Supplementary Figure Legend.
Schematic of Homologous Recombination at the endogenous DmWWOX gene.
We performed “ends-in” targeting essentially as described in Rong et al. 2002.
(a) 5kb genomic region of DmWWOX was amplified from wild-type genomic DNA
and site directed mutagenesis was used to introduce mutations 24 bp downstream of
the start codon. These mutations encode two premature stop codons, a +1 frame shift
and a diagnostic SalI site. In addition, an I-SceI site necessary for the targeting
process was introduced into the third intron. This mutated fragment was cloned into
the pTV2 vector, transformed into wild-type(w1118) flies and used to generate donor
lines for gene targeting. (b) FLP-induced recombination at FRT sites in donor flies
promotes excision and circularisation resulting in extrachromosomal DNA. This is
linearised by digestion with I-SceI and the resultant double strand break facilitates
strand invasion at the homologous DmWWOX gene, and results in the generation of
insertion lines. (c) A “Type II” insertion event is shown with two copies of the
DmWWOX gene separated by the white eye colour marker gene. The engineered
mutations are carried in the 3’ copy of the DmWWOX gene. (d) The presence of an ICreI site provides a site for generation of a double strand break, such that the two
copies of DmWWOX can become aligned and by recombination, reduce the insertion
event to a single copy of DmWWOX. Depending on where recombination has occured
these reduced flies may have regenerated the wild-type DmWWOX gene or
alternatively may have incorporated the engineered mutations into the endogenous
gene, thus generating DmWWOX1.
Methods
Two donor lines of the mutated DmWWOX genomic region in the pTV2 targeting
vector were established by standard transformation procedures into a wild-type (w1118 )
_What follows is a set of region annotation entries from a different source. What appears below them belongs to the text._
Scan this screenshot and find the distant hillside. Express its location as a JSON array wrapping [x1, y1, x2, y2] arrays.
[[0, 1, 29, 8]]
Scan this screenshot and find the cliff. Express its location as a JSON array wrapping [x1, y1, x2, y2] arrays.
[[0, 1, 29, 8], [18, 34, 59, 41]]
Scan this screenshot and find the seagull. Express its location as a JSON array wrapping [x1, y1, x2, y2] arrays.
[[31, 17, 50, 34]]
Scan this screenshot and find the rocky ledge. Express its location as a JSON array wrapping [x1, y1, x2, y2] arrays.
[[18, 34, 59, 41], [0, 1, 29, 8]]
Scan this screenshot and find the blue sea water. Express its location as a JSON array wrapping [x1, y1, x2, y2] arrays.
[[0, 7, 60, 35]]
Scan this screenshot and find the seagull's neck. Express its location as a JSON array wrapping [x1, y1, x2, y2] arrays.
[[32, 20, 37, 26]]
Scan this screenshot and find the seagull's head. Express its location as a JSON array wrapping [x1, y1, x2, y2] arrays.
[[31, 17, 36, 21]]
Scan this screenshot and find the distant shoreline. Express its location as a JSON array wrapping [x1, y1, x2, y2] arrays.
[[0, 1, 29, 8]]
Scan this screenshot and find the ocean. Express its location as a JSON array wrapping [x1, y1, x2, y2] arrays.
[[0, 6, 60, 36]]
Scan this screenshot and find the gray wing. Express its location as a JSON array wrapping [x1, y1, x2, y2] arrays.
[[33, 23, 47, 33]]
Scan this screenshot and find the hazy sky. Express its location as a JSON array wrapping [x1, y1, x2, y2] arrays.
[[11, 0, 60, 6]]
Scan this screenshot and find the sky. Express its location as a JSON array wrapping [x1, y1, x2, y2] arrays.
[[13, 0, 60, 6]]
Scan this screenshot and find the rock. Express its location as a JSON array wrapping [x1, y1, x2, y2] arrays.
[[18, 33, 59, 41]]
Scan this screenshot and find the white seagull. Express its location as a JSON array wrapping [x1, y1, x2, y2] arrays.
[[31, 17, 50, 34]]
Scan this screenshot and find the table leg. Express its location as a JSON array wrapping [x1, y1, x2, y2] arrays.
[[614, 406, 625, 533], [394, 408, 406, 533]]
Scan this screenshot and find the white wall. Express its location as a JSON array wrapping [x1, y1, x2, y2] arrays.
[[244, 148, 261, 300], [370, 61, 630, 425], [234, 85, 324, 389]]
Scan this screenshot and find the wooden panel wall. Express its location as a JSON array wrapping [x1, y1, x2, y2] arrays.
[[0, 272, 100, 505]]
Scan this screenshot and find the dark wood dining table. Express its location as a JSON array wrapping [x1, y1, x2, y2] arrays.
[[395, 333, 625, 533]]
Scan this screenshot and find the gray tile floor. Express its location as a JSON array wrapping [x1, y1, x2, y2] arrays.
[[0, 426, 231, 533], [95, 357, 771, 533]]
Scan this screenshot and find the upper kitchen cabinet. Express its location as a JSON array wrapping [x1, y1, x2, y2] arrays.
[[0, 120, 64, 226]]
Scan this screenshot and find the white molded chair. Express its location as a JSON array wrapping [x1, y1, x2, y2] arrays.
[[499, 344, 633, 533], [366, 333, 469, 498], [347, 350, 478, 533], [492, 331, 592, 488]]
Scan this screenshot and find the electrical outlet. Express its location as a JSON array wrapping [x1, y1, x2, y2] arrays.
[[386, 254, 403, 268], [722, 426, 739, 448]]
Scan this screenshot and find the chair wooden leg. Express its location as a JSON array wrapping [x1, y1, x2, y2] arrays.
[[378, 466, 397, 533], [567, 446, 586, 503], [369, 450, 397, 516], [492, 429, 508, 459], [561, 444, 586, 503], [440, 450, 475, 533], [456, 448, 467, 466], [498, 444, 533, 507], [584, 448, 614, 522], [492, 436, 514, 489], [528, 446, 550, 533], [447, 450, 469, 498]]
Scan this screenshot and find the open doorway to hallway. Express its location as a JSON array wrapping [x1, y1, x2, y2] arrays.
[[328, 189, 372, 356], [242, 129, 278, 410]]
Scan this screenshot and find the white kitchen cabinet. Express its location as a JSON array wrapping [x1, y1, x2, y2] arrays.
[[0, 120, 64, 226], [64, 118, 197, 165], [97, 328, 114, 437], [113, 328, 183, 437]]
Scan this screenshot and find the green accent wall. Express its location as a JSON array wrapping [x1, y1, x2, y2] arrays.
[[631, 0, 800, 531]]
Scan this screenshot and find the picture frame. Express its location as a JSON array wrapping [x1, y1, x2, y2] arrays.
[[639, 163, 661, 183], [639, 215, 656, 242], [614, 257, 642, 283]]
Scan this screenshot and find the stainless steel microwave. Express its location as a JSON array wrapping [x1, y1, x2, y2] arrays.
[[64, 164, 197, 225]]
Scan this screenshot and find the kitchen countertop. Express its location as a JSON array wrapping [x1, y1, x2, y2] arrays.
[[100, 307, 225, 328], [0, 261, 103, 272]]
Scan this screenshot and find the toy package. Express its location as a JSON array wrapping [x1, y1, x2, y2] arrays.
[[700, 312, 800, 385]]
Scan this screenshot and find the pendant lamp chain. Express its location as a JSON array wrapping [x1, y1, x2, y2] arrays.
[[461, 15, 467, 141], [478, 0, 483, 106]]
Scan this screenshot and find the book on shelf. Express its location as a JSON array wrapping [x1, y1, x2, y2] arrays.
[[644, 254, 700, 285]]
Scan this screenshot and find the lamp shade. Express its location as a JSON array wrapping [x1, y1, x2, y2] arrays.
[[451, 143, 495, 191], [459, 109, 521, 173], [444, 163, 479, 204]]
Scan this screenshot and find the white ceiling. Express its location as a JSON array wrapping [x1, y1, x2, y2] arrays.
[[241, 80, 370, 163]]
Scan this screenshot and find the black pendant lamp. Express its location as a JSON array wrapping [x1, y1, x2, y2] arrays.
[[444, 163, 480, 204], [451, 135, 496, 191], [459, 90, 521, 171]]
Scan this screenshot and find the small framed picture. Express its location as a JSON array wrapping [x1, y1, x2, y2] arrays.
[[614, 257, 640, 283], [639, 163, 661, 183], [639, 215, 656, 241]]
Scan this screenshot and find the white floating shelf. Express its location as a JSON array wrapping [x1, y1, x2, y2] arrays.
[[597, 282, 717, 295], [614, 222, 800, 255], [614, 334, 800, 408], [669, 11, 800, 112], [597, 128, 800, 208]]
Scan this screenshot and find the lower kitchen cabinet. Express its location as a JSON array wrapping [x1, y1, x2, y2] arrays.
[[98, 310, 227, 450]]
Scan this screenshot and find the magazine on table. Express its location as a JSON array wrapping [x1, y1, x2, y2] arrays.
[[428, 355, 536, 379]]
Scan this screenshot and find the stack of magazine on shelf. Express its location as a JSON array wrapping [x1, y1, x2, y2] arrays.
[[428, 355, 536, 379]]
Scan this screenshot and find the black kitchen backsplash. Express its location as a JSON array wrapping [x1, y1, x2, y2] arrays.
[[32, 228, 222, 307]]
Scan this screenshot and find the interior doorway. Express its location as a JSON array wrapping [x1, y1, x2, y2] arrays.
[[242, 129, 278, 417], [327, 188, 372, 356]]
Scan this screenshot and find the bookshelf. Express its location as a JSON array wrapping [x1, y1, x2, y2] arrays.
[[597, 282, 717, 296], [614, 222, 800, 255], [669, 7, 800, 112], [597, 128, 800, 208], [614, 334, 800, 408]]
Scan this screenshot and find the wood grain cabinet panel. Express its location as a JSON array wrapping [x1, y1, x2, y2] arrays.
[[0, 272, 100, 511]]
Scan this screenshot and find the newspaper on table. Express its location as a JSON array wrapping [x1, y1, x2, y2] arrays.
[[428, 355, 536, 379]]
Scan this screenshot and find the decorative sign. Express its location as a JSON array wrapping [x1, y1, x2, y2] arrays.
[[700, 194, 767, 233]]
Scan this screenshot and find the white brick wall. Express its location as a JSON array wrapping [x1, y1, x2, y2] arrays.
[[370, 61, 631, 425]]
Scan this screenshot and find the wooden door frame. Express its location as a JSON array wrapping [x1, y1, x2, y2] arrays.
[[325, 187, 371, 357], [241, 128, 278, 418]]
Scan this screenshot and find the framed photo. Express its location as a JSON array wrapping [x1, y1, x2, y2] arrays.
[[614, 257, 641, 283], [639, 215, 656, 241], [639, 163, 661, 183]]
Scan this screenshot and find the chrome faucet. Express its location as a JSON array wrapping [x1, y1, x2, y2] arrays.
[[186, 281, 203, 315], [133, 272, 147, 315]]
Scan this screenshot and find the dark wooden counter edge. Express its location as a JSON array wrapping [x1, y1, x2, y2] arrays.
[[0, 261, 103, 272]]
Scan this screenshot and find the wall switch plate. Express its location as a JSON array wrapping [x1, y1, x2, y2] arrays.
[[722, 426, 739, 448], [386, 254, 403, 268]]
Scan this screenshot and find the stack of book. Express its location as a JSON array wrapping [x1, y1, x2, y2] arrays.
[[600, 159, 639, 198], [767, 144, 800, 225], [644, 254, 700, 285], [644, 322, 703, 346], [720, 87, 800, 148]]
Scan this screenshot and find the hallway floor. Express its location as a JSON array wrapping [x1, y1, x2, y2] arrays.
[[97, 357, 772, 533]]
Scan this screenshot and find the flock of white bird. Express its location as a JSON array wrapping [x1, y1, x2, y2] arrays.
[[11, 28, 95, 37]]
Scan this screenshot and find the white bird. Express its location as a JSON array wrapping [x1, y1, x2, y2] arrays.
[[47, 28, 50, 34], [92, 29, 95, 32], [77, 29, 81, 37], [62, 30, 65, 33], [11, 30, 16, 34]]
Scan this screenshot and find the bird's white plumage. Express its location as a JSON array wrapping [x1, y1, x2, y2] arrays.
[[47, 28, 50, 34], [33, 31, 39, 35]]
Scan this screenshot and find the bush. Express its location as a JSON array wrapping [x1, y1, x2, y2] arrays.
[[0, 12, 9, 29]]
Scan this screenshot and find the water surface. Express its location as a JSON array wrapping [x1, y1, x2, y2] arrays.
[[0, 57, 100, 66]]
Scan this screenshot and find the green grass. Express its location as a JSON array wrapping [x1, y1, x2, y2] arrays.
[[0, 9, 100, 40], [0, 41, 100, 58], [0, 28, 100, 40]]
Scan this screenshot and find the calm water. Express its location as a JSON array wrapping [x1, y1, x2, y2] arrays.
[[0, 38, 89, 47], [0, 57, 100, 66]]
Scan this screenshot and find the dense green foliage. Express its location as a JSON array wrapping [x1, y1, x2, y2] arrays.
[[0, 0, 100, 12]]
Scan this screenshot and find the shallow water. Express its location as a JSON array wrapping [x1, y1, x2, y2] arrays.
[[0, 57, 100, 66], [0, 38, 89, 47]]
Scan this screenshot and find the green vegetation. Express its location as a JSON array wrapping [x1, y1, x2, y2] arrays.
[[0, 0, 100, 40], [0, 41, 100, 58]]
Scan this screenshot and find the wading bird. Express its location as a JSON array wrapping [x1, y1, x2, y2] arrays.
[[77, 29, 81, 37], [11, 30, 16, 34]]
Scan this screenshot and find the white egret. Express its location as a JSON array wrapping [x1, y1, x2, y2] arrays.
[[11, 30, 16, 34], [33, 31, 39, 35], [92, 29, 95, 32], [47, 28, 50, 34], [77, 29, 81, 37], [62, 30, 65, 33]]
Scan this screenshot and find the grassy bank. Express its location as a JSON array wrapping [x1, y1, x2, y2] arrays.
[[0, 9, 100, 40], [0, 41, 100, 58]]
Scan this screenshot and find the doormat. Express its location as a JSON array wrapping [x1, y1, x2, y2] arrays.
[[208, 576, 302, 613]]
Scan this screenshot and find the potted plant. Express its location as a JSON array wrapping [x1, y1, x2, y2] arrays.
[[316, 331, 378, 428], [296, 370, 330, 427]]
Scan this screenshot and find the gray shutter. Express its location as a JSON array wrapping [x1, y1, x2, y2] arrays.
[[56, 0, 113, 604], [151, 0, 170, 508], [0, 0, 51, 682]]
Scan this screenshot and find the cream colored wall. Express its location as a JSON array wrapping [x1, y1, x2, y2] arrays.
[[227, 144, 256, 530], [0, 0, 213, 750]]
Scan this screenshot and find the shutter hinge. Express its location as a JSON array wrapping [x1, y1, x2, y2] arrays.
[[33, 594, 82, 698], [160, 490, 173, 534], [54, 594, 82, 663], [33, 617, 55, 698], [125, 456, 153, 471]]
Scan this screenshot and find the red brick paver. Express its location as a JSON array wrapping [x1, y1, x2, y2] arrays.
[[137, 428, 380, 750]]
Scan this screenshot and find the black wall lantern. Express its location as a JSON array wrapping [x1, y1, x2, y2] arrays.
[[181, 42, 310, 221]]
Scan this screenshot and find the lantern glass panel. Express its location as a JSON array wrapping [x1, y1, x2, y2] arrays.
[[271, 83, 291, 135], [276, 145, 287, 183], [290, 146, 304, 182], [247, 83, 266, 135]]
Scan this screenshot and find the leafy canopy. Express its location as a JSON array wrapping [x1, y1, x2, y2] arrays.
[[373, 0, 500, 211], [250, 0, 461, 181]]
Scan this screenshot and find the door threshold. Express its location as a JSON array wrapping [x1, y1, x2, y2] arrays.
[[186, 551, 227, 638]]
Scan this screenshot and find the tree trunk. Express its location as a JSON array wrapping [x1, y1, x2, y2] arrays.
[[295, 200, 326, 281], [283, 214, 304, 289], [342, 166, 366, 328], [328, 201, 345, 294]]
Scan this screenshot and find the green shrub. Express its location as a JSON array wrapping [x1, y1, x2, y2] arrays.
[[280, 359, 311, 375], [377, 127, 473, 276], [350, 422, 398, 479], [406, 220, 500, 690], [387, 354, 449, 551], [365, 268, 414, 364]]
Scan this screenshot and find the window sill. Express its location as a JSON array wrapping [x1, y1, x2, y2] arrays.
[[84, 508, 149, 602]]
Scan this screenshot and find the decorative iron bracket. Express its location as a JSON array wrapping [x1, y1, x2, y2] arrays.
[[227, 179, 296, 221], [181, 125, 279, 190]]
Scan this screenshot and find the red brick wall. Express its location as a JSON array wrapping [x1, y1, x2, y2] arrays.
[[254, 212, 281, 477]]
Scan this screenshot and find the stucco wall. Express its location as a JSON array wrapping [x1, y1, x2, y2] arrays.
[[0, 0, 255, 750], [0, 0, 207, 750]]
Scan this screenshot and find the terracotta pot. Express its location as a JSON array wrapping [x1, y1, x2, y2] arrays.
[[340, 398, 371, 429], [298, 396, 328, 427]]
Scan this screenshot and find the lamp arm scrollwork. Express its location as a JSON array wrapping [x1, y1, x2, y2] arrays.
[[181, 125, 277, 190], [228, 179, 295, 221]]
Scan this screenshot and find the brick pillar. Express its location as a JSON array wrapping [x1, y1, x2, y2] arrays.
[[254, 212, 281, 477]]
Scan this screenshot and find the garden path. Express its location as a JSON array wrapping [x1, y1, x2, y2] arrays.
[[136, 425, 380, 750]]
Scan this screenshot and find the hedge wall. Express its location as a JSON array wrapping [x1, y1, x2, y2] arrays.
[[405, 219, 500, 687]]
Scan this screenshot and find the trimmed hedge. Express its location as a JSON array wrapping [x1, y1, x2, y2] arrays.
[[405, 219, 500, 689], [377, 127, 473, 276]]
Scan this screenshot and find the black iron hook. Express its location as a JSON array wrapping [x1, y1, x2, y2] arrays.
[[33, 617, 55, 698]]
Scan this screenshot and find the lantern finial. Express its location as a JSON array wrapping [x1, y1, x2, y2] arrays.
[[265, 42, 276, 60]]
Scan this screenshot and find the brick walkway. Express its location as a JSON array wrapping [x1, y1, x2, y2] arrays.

background and mapped to the third chromosome. Virgins of these red eyed (due to
the presence of the white marker gene) stocks were crossed to hsFLP,hs-SceI/TM3Ser
males and the resulting 48-72hr larvae were heat-shocked for 2hr at 37oC. Virgin
females with mosaic eyes were collected and crossed to ey-FLP males. Progeny from
this cross were screened for any flies with a solid red eye indicating they now carry
the marker gene, indicative of an insertion event. This differentiates them from the
original donor lines which would continue to produce mosaic eyes in the presence of
ey-FLP. The number of flies screened was estimated by weight (1 fly is approx. 1 mg)
and 5 insertion events were detected out of approximately 193,000 flies scored. Four
of these insertion lines mapped to the second chromosome (the location of the
endogenous DmWWOX gene) whilst the fifth mapped to the X chromosome and was
discarded. To perform the reduction, each of the four insertion lines was crossed to
hs-CreI/TM6B and 48-72hr larvae were heat-shocked for 1hr at 36oC. Males with
mosaic eyes were obtained with two of the insertion lines, indicating that the marker
gene had been lost in some cells. White eyed progeny were obtained from multiple
mosaic males in one of these lines, suggesting that the reduction had occurred in the
germline. These white eyed males were crossed to balancers to make stocks and
homozygous flies were then tested by PCR and sequencing for the presence of the
engineered mutations.
The pTV2 targeting vector and fly lines for the targeting were a kind gift from K.
Golic. Full genotypes of these stocks are w1118; [70FLP][70I-SceI]/TM3Ser
(hsFLP,hs-SceI/TM3Ser) and w1118; v,{v+,70I-CreI]1A/TM6B (hsI-CreI/TM6B).
yw, FRT19A; ey-FLP (ey-FLP) and w1118 (wild-type) was obtained from the
Bloomington Drosophila Stock Center (Indiana University, Bloomington, IN).